= Furman L. Templeton =

Baltimore Civil Rights Leader

Furman Laurence Templeton was a campaigner for African American civil rights in Baltimore, Maryland. He served 25 years as the Executive Director of the Baltimore Urban League, 20 years as a member of Selective Service Board 13 in Baltimore, he was the former Vice-chairman of the Baltimore Housing Authority, a member of a Maryland Commission on Interracial Problems and Relations, and he was also a chairman of the Social Education and Action Committee of the Presbytery of Baltimore.

==Early life==
Furman Laurence Templeton (1908–1970) was born in Hackensack, New Jersey. He earned a bachelor's degree at Lincoln University in Pennsylvania and was awarded an honorary doctor of laws degree by Morgan State College in Baltimore.

==Professional life==
In his twenty-five year service to the Baltimore Urban League, Furman L. Templeton was awarded and honored with the Good Citizenship of the Alpha Phi Alpha fraternity, the Man of the Year Plaque of the Omega Phi fraternity, the Maryland Negro Achievement Medal, and the Certificate of Merit of the Veterans of Foreign Wars.

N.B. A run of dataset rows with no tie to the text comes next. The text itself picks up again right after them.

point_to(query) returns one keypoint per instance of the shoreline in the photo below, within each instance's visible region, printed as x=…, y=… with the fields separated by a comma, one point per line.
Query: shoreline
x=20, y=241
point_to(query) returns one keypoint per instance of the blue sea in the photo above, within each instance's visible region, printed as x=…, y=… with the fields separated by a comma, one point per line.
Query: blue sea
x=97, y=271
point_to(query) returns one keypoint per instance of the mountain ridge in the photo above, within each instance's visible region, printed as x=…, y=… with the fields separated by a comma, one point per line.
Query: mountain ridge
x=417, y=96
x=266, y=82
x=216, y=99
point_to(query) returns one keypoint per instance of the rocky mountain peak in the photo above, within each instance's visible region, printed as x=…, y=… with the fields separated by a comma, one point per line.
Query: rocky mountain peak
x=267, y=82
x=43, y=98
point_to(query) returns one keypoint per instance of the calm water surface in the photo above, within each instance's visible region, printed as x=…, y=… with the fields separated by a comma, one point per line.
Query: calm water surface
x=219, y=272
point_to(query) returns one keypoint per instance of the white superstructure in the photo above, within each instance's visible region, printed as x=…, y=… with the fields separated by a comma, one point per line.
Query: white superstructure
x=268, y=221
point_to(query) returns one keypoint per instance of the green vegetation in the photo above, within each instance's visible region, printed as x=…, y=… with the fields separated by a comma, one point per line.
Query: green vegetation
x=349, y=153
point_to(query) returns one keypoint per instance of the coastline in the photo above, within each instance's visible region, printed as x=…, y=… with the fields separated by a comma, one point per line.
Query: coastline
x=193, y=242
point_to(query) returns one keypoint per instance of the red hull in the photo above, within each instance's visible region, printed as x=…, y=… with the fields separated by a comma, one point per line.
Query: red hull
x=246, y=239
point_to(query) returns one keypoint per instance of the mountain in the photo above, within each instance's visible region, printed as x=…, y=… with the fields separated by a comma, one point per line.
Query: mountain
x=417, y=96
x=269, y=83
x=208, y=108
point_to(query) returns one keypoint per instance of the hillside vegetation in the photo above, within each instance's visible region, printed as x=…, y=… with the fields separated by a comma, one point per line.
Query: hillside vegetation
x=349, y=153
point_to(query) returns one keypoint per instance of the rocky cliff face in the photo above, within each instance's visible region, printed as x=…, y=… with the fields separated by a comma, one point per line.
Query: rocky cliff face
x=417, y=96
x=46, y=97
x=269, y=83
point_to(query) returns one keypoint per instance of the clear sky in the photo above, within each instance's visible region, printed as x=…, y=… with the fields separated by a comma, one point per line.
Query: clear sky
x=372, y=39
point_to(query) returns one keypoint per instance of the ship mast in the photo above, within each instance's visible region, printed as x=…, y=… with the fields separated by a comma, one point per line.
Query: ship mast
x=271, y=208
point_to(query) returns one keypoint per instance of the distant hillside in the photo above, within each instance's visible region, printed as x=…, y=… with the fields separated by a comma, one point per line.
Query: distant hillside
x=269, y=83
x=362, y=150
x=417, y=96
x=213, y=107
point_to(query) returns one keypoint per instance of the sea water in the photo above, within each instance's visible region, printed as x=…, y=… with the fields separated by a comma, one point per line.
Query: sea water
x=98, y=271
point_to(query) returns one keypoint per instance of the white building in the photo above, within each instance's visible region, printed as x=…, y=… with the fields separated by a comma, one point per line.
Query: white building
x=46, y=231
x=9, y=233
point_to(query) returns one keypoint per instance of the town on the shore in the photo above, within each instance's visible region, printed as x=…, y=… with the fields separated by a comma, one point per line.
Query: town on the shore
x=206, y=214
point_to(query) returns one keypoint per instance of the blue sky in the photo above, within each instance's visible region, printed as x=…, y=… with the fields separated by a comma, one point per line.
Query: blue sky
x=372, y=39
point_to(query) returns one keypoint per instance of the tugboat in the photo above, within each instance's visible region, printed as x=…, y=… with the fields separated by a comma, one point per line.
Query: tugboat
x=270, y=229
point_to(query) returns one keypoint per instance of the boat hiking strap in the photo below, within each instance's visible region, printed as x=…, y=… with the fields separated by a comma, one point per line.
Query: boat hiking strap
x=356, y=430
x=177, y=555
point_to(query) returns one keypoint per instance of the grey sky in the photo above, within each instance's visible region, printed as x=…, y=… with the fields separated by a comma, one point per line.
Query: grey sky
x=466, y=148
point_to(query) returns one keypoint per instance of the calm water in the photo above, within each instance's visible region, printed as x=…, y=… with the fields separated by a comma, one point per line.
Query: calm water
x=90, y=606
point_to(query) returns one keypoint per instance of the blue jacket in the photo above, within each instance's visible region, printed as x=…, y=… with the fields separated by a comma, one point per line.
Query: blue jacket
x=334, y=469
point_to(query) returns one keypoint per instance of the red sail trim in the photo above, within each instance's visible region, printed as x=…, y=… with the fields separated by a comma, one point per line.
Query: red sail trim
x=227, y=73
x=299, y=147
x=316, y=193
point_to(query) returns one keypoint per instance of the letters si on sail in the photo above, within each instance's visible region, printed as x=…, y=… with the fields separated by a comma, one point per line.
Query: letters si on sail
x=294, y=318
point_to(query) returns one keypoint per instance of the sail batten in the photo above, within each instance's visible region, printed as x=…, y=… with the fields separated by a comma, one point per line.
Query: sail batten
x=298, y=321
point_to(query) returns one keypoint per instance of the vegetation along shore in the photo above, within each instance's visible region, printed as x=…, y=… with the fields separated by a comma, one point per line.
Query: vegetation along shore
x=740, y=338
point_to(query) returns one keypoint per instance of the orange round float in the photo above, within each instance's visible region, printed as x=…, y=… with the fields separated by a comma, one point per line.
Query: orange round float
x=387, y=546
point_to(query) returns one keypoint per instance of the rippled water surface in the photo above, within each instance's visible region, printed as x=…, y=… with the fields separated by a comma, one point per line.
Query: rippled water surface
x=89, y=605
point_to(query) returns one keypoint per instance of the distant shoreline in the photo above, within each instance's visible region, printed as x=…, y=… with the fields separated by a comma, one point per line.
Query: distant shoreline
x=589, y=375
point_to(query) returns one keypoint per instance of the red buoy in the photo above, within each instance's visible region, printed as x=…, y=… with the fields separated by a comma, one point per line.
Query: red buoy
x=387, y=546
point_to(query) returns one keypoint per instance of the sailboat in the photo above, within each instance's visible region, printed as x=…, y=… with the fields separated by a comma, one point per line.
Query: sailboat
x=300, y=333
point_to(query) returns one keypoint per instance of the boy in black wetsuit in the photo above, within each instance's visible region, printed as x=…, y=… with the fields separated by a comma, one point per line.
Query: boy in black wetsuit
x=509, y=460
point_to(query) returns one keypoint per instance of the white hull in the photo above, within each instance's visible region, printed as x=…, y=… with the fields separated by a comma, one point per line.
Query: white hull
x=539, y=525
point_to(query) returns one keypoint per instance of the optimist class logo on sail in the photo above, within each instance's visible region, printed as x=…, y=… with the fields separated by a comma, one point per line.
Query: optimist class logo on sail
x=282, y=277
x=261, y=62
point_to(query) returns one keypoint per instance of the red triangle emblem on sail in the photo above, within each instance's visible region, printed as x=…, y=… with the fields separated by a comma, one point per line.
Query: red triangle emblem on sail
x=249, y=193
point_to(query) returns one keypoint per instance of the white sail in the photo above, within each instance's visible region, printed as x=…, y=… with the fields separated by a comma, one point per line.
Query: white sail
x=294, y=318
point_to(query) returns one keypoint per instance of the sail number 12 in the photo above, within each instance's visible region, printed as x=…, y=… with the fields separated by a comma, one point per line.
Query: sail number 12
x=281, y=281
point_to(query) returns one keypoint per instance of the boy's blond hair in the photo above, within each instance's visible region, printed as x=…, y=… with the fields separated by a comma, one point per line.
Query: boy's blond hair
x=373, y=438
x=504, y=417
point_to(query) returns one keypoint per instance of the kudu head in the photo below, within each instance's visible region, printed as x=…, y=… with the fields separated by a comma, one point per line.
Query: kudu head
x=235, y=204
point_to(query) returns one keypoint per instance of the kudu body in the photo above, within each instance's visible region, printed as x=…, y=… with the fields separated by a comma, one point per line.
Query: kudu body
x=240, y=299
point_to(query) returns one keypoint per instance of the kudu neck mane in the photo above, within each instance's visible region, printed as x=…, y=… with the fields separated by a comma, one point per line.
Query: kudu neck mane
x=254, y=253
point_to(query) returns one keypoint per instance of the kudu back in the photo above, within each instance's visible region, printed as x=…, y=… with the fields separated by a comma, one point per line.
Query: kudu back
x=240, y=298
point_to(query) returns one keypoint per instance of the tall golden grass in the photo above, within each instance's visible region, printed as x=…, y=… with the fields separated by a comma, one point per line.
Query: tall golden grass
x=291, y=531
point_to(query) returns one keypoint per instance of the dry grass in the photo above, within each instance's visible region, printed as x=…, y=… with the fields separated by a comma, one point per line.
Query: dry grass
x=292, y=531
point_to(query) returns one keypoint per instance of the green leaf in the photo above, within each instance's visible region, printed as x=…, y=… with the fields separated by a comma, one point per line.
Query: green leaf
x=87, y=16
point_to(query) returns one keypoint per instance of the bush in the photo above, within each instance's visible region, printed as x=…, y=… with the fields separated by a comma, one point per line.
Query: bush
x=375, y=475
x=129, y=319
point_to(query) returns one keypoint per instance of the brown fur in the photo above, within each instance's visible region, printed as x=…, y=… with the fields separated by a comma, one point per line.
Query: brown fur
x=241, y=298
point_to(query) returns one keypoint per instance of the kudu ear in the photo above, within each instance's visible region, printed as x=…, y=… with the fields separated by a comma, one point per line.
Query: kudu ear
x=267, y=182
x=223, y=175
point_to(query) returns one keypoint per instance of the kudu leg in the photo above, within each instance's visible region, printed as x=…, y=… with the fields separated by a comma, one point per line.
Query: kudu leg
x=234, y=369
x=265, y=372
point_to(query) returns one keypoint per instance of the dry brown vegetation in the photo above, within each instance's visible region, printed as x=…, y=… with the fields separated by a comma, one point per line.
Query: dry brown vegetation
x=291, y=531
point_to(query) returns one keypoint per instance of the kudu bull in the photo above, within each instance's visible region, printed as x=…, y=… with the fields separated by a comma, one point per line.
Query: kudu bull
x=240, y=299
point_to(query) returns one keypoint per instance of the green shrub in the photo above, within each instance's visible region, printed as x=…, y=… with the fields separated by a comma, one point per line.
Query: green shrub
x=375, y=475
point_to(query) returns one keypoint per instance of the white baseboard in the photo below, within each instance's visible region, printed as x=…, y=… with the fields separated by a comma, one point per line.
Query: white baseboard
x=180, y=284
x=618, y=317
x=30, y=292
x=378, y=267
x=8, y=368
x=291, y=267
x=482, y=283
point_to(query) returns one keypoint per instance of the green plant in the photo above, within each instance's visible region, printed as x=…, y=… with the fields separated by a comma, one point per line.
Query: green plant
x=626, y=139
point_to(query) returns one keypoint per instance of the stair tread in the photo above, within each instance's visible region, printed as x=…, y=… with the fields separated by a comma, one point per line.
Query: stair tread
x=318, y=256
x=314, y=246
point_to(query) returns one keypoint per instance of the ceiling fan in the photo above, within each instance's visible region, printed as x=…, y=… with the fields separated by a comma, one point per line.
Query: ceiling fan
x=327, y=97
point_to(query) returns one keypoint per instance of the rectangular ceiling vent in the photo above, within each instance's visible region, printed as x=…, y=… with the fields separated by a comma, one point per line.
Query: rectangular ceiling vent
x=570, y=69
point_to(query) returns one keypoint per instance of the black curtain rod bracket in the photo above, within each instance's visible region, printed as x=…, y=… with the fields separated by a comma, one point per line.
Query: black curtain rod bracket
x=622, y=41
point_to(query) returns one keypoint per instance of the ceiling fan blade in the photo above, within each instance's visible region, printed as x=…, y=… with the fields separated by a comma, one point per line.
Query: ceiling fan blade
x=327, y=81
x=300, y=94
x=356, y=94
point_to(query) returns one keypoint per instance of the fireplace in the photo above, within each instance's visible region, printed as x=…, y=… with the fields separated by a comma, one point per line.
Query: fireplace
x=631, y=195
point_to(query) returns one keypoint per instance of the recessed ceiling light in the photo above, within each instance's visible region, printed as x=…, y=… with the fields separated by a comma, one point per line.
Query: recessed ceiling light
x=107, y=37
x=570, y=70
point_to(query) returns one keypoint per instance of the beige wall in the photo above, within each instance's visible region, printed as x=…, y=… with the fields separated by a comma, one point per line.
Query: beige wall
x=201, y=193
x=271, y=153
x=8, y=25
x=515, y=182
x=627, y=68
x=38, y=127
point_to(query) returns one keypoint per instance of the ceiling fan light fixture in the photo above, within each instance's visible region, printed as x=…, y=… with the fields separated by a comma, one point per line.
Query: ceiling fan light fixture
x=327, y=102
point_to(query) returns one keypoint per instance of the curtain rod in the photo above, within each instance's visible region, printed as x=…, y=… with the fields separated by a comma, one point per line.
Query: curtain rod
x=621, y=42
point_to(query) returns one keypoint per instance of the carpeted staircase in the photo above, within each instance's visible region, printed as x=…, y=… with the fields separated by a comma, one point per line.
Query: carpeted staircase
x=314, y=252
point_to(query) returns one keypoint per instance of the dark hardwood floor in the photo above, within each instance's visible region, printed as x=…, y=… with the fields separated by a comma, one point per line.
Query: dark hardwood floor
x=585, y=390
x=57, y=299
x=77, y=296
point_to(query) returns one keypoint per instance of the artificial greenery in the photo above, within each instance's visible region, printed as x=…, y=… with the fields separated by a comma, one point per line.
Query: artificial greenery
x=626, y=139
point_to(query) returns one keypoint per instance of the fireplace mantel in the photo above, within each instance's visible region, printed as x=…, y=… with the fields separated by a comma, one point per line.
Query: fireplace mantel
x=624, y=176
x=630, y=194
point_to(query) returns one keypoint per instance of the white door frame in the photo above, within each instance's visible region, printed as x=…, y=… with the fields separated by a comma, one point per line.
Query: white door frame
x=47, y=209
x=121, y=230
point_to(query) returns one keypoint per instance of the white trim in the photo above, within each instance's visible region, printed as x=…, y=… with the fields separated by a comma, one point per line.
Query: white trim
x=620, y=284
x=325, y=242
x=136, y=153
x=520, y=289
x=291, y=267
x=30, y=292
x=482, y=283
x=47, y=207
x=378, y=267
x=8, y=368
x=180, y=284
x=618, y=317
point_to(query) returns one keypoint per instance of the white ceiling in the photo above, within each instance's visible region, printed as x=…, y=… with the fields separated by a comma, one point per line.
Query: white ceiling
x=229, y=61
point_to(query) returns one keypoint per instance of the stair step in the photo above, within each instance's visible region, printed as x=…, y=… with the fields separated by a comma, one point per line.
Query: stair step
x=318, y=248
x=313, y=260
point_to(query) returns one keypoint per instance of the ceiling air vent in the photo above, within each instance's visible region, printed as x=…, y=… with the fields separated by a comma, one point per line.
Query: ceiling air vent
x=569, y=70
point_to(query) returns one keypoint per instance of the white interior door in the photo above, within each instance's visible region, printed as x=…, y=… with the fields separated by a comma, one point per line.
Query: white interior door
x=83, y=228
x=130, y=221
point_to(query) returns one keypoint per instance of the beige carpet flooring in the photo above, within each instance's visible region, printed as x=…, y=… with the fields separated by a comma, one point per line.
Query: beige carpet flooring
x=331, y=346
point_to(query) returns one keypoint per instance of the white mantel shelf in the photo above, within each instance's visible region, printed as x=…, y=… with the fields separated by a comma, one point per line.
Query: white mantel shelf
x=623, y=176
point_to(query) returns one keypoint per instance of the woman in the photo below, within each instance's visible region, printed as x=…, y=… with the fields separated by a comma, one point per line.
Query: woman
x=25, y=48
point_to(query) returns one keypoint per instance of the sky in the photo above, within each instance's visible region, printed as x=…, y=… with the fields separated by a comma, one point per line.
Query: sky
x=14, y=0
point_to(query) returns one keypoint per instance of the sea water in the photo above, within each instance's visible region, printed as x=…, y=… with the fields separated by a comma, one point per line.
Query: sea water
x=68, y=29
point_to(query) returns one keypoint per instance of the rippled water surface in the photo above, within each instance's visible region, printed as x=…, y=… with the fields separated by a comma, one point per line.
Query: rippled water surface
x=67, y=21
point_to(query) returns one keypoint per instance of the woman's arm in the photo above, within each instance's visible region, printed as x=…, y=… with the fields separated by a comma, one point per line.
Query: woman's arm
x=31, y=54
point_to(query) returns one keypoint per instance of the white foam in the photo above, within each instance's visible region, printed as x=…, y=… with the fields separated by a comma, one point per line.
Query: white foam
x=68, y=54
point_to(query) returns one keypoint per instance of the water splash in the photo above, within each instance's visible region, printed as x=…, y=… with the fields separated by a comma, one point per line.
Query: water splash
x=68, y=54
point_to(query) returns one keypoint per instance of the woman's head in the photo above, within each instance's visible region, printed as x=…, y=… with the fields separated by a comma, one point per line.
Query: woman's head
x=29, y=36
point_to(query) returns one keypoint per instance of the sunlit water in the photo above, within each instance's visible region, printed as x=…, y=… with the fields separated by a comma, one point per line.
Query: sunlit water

Templeton's first position at the Baltimore Urban League was as the Secretary of Industry in 1941, a position the Baltimore Urban League created to increase the number of African Americans working in profitable lines of employment. He was chosen for this position because after he graduated Lincoln University he was the first African American to be appointed an interviewer in the Baltimore office of the state employment service on August 15, 1933 by Oliver C. Short as the white State director. In his first year as the Secretary of Industry in the Baltimore Urban League, Templeton fought for African American painters of Baltimore rights to Union membership. Also that year, Templeton questioned the government purchase of Perryman, Maryland land. This land was going to be used to expand the southwest border of the Aberdeen proving grounds, and was also the home to about 150 families, a third of them were African Americans who were now forced to seek new homes and sell their homes for a quarter of the present purchase price per acre of land, and are buying white homes for more.

Later, when Furman L. Templeton served as the Executive Director for the Baltimore Urban League his focus was on education. He created a program for African Americans to advance their educations as well as provide avenues for job placement. Thanks to his efforts in education and involvement in civil rights causes Furman L. Templeton Elementary School, at 1200 Pennsylvania Ave of Baltimore, Maryland is named in his memory.

==Death==
Upon his death on February 12, 1970, Furman L. Templeton left his wife Irene Roye-Templeton and their two sons, Furman L Templeton, Jr and Roye Stansbury Templeton, at their residence on the 1500 block of McCulloh Street. Because Templeton worked hard to create equality for the African Americans in Baltimore he left a lasting impact, and a small legacy in the school that is now his namesake. He also left a grandson, Stefan Templeton, b. 1967. A granddaughter Kimberly STempleton, b.1966 and grandson Evan Seth Templeton b . 1968.